Nov. 5, 2012 Administering to patients stem cells derived from their own bone marrow either three or seven days after a heart attack is safe but does not improve heart function six months later, according to a clinical trial supported by the National Institutes of Health.
The results of the trial, called Transplantation In Myocardial Infarction Evaluation (TIME), mirror a previous, related study, LateTIME, which found that such cells (called autologous stem cells) given two to three weeks after a heart attack did not improve heart function. Both TIME and LateTIME were conducted by the Cardiovascular Cell Therapy Research Network (CCTRN), sponsored by the NIH's National Heart, Lung, and Blood Institute.
The findings will be presented Tuesday, Nov. 6, at the American Heart Association (AHA) 2012 Scientific Sessions in Los Angeles and will appear concurrently in the Journal of the American Medical Association.
"This study was extremely valuable even though it did not provide a demonstrated health benefit after six months," said Sonia Skarlatos, Ph.D., deputy director of NHLBI's Division of Cardiovascular Sciences and member of the CCTRN. "Heart stem cell therapy research is still in its infancy, and results from early trials have varied greatly due to differences in the numbers of stem cells injected, the delivery methods used, and the compositions of the study populations. With TIME and LateTIME, we have established both safety and baseline results in two large studies that followed the same procedures for growing and then administering stem cells. This standard will inform the next steps in research on the use of stem cells to repair damaged hearts."

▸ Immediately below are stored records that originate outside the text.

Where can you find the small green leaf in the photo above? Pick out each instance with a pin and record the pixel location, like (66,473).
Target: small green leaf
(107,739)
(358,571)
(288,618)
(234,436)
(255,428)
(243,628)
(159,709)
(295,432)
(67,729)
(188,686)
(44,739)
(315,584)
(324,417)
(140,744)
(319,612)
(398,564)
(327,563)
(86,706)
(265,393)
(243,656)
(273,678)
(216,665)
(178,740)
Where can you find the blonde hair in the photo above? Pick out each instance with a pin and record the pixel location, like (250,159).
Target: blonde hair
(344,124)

"With this baseline now set, we can start to adjust some of the components of the protocol to grow and administer stem cell to find cases where the procedure may improve function," added fellow CCTRN member Jay Travese, M.D., of the Minneapolis Heart Institute, who will present the results at the AHA meeting. "For example, this therapy may work better in different population groups, or we might need to use new cell types or new methods of delivery."

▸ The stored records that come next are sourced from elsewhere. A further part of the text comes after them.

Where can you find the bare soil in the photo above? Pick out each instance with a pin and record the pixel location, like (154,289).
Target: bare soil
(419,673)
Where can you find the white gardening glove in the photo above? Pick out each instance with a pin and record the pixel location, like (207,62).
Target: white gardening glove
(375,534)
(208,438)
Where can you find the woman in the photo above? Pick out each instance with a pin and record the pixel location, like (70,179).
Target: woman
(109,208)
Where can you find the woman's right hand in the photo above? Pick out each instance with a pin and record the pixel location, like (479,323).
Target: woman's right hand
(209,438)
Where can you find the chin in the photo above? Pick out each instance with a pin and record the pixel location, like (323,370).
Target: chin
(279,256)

Skarlatos noted that another advantage of the TIME study is that CCTRN is storing samples of the stem cells taken from the participants. Investigators can examine the relationship between people who showed significant improvement during the study and the characteristics of their stem cells. Such a comparison may offer insights on the cell traits that are associated with clinical improvement.

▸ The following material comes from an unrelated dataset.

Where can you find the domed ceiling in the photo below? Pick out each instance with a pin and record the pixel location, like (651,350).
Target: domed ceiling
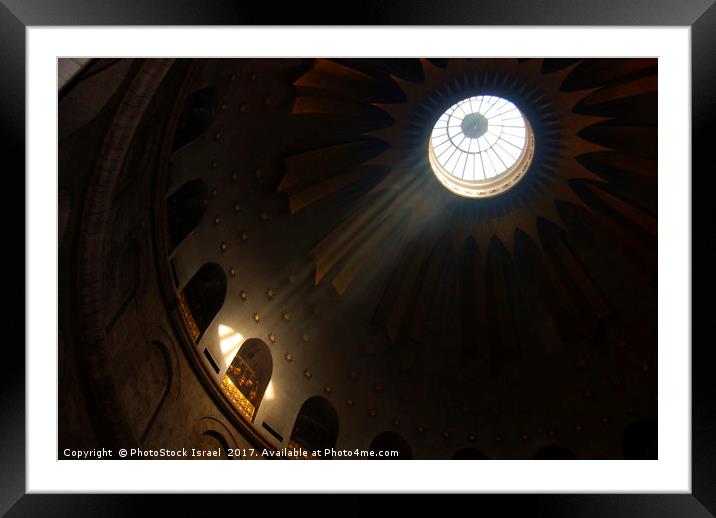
(302,217)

Between July 2008 and February 2011, TIME researchers enrolled 120 volunteers (average age 57, 87.5 percent male) who suffered from moderate to severe impairment in their left ventricles -- the part of the heart that pumps oxygen-rich blood to the body -- and had undergone stenting procedures following heart attacks. Those selected for the trial were assigned randomly to one of four groups: day three after heart attack stem cell injection, day three after heart attack placebo injection, day seven after heart attack stem cell treatment, or day seven after heart attack placebo treatment. The researchers developed a method of processing and purifying the stem cells to ensure that participants in the stem cell groups received a uniform dose of 150 million cells about 8 hours after the cells were harvested from their bone marrow. This ensured that results would not be skewed by differences in the quantity or quality of stem cells administered.
Researchers assessed heart improvement six months after stem cell therapy by measuring the percentage of blood that was pumped out of the left ventricle during each contraction (known as the left-ventricular ejection fraction, or LVEF). The study found no significant differences between the change in LVEF readings at the six-month follow-up in either the day three or the day seven stem cell groups compared with placebo groups or with each other. Every group showed about a three percent improvement in LVEF.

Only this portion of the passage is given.